16:29:25:WU01:FS02:Sending unit results: id:01 state:SEND error:NO_ERROR project:16435 run:755 clone:0 gen:1 core:0x22 unit:0x0000000103854c135e9a4efa34d65490
16:29:25:WU01:FS02:Uploading 141.53MiB to 3.133.76.19
16:29:25:WU01:FS02:Connecting to 3.133.76.19:8080
16:29:46:WARNING:WU01:FS02:WorkServer connection failed on port 8080 trying 80
16:29:46:WU01:FS02:Connecting to 3.133.76.19:80
16:29:47:WU01:FS02:Upload 0.04%
16:30:27:WU01:FS02:Upload 0.13%
16:30:28:WARNING:WU01:FS02:Exception: Failed to send results to work server: Transfer failed
16:30:28:WU01:FS02:Trying to send results to collection server
16:30:28:WU01:FS02:Uploading 141.53MiB to 3.21.157.11
16:30:28:WU01:FS02:Connecting to 3.21.157.11:8080
16:30:28:ERROR:WU01:FS02:Exception: Transfer failed

Re: Failed to connect: 3.133.76.19 and 3.21.157.11

Posted: Tue Apr 28, 2020 7:09 pm
by CaptainHalon
Still reports of this, eh? And as I understand, the server admin was notified yesterday.
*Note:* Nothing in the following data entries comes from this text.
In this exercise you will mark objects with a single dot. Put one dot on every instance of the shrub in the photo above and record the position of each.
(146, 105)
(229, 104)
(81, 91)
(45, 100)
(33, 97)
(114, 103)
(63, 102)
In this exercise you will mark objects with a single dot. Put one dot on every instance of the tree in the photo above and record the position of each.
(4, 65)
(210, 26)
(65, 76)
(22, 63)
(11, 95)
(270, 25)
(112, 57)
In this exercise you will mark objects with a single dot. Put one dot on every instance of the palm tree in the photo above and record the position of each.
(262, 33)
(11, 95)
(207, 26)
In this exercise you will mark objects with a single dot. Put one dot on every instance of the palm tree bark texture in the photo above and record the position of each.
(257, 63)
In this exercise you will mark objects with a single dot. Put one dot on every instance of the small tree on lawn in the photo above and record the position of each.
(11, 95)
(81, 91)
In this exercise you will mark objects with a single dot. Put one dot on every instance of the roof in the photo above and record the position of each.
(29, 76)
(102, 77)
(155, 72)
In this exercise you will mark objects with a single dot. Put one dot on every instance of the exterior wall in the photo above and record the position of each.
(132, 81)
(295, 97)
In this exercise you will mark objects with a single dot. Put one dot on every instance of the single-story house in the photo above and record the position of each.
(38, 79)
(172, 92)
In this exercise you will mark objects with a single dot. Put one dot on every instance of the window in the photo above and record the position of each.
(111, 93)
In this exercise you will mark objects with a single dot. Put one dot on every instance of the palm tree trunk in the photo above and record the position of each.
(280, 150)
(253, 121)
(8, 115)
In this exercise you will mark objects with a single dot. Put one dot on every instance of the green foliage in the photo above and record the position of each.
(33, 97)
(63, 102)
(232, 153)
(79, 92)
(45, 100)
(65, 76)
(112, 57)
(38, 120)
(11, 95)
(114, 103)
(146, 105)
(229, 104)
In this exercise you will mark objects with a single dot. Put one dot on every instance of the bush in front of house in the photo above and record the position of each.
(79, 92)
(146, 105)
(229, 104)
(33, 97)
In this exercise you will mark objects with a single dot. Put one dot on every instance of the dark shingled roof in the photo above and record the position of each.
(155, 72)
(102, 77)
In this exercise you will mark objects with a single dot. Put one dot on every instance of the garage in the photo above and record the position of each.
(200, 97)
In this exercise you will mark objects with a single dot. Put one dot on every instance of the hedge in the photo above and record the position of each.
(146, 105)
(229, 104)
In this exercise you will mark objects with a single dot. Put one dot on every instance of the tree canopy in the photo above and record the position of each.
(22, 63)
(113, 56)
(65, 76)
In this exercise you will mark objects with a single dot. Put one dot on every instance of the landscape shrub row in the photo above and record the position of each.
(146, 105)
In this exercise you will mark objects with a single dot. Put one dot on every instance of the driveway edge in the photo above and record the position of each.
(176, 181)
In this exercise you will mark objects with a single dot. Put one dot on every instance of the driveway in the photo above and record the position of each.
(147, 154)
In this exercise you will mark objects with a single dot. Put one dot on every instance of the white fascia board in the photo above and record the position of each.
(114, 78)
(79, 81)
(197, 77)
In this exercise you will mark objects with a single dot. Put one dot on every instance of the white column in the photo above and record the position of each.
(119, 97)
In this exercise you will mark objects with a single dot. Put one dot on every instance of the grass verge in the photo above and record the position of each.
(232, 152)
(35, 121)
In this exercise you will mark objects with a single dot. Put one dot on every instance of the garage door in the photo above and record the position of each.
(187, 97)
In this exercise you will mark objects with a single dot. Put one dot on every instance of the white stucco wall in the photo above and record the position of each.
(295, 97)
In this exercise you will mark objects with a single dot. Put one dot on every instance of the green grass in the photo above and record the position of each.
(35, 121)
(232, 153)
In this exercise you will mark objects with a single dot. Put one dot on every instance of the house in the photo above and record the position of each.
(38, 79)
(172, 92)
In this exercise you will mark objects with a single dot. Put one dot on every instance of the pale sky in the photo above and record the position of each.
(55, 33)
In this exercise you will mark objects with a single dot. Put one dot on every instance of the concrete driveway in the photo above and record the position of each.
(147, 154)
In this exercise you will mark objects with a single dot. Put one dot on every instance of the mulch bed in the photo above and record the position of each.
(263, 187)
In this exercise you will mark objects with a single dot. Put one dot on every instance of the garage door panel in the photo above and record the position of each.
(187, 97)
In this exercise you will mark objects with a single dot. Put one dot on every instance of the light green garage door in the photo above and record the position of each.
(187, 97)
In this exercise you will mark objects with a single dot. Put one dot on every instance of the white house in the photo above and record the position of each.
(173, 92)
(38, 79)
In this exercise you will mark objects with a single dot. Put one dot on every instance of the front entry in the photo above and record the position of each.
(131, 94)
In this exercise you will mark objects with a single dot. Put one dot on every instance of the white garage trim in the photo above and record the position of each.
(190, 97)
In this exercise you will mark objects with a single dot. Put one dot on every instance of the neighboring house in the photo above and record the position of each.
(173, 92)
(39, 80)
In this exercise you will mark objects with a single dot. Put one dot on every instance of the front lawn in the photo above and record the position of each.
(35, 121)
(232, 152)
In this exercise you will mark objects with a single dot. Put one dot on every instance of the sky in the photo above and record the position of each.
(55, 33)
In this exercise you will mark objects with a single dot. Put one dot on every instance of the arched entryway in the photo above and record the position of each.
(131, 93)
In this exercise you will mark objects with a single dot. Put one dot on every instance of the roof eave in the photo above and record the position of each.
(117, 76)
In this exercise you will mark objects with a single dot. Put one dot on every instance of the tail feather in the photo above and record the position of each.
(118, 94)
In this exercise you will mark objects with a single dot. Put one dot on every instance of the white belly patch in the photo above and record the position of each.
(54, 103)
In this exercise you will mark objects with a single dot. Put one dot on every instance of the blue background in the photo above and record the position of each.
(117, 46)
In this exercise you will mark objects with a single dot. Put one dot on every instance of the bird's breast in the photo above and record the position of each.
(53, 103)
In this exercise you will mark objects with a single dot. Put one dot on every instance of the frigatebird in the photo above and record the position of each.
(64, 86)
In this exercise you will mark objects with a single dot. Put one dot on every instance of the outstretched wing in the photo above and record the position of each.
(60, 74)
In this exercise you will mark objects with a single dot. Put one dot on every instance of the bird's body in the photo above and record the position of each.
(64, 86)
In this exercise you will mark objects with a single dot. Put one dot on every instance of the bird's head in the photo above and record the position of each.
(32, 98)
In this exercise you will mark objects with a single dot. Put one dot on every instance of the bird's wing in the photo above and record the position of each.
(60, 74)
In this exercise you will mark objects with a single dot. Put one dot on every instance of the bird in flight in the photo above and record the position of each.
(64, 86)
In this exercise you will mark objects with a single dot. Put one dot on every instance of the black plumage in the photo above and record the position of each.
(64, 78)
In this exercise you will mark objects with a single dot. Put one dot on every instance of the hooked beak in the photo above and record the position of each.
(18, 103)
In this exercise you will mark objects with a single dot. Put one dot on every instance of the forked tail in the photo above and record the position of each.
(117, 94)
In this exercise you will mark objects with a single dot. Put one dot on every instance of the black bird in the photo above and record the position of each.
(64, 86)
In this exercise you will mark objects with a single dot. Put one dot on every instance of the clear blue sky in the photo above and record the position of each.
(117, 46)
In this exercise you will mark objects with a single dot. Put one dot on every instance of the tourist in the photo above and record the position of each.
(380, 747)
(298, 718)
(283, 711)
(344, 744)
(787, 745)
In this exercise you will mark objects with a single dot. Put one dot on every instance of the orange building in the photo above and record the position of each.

Is the fix really that complicated or do they just not give a damn?

Re: Failed to connect: 3.133.76.19 and 3.21.157.11

Posted: Tue Apr 28, 2020 7:19 pm
by Neil-B
I know which of the options you offer I reckon is the case, but from the way you write you question I guess you believe the other to be the case … I have faith that they are trying their best to get this fixed, but if it involves configuration settings of new types of servers it may not just be a case of rebooting the kit.

For what it is worth the researchers will be pushing for this to be resolved as quickly as possible - it is impacting the science … It is however one of a number of fairly significant issues in play at the moment.

Re: Failed to connect: 3.133.76.19 and 3.21.157.11

Posted: Tue Apr 28, 2020 8:13 pm
by PantherX
Considering that the Servers are physically located in different labs across the world, time zones come into play. Also, investigation with cloud providers and sponsorships take time. Thus, we need to be patient and trust that they are doing all that they can considering that some COVID-19 projects are time critical so there's no change that this is taken "lightly".